Today's Highlights in History:

On Aug. 20, 1862, the New York Tribune published an open letter by editor Horace Greeley to President Abraham Lincoln titled "The Prayer of Twenty Millions"; in it, Greeley called on Lincoln to take more aggressive measures to free the slaves and end the South's rebellion.

On this date:

In 1833, Benjamin Harrison, 23rd president of the United States, was born in North Bend, Ohio.

In 1866, President Andrew Johnson formally declared the Civil War over, months after fighting had stopped.

In 1882, Tchaikovsky's "1812 Overture" had its premiere in Moscow.

In 1910, a series of forest fires swept through parts of Idaho, Montana and Washington, killing at least 85 people and burning some 3 million acres.

In 1920, pioneering American radio station 8MK in Detroit (later WWJ) began daily broadcasting.

In 1940, during World War II, British Prime Minister Winston Churchill paid tribute to the Royal Air Force before the House of Commons, saying, "Never in the field of human conflict was so much owed by so many to so few."

In 1955, hundreds of people were killed in anti-French rioting in Morocco and Algeria.

In 1968, the Soviet Union and other Warsaw Pact nations began invading Czechoslovakia to crush the "Prague Spring" liberalization drive.

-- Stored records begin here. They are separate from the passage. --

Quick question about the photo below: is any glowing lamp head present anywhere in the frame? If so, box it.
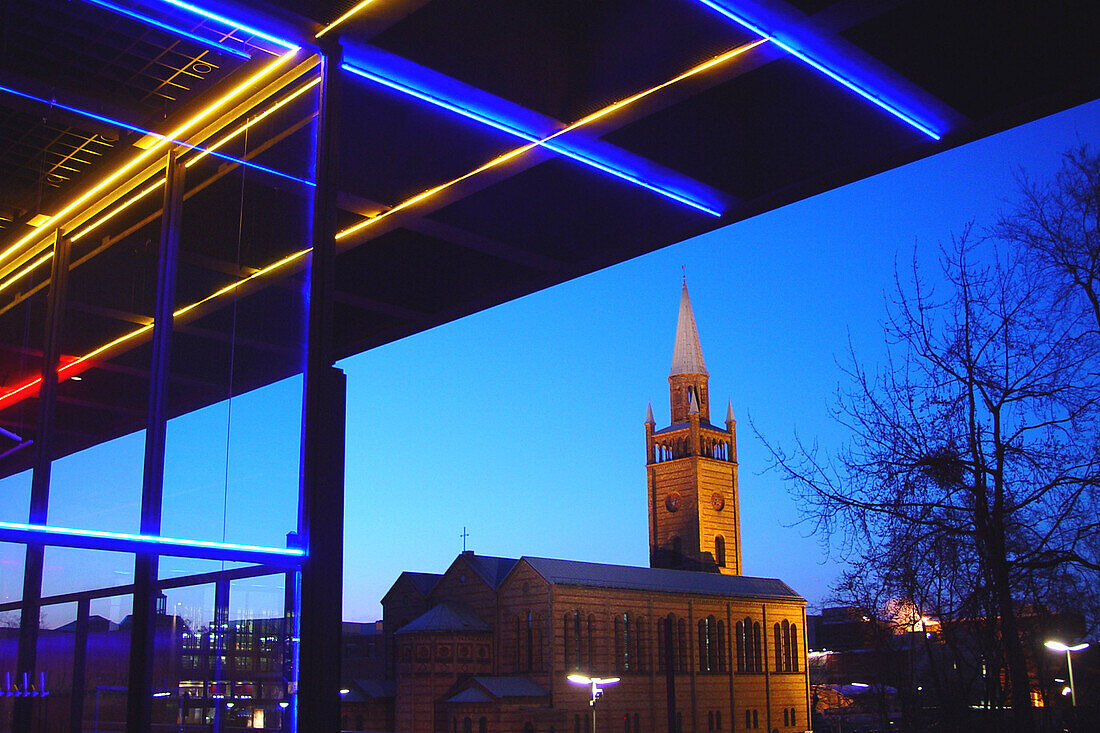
[1044,642,1089,653]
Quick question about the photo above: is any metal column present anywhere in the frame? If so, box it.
[12,229,69,731]
[290,42,345,733]
[127,151,185,733]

In 1972, the Wattstax concert took place at the Los Angeles Memorial Coliseum.

In 1977, the U.S. launched Voyager 2, an unmanned spacecraft carrying a 12-inch copper phonograph record containing greetings in dozens of languages, samples of music and sounds of nature.

In 1986, postal employee Patrick Henry Sherrill went on a deadly rampage at a post office in Edmond, Okla., shooting 14 fellow workers to death before killing himself.

In 1992, shortly after midnight, the Republican National Convention in Houston renominated President George H.W. Bush and Vice President Dan Quayle.

Ten years ago: Without firing a shot, masked German police commandos freed two senior diplomats from armed men who had stormed the Iraqi embassy in Berlin, bringing a bloodless end to a 5-hour hostage drama by a previously unknown group opposed to Saddam Hussein.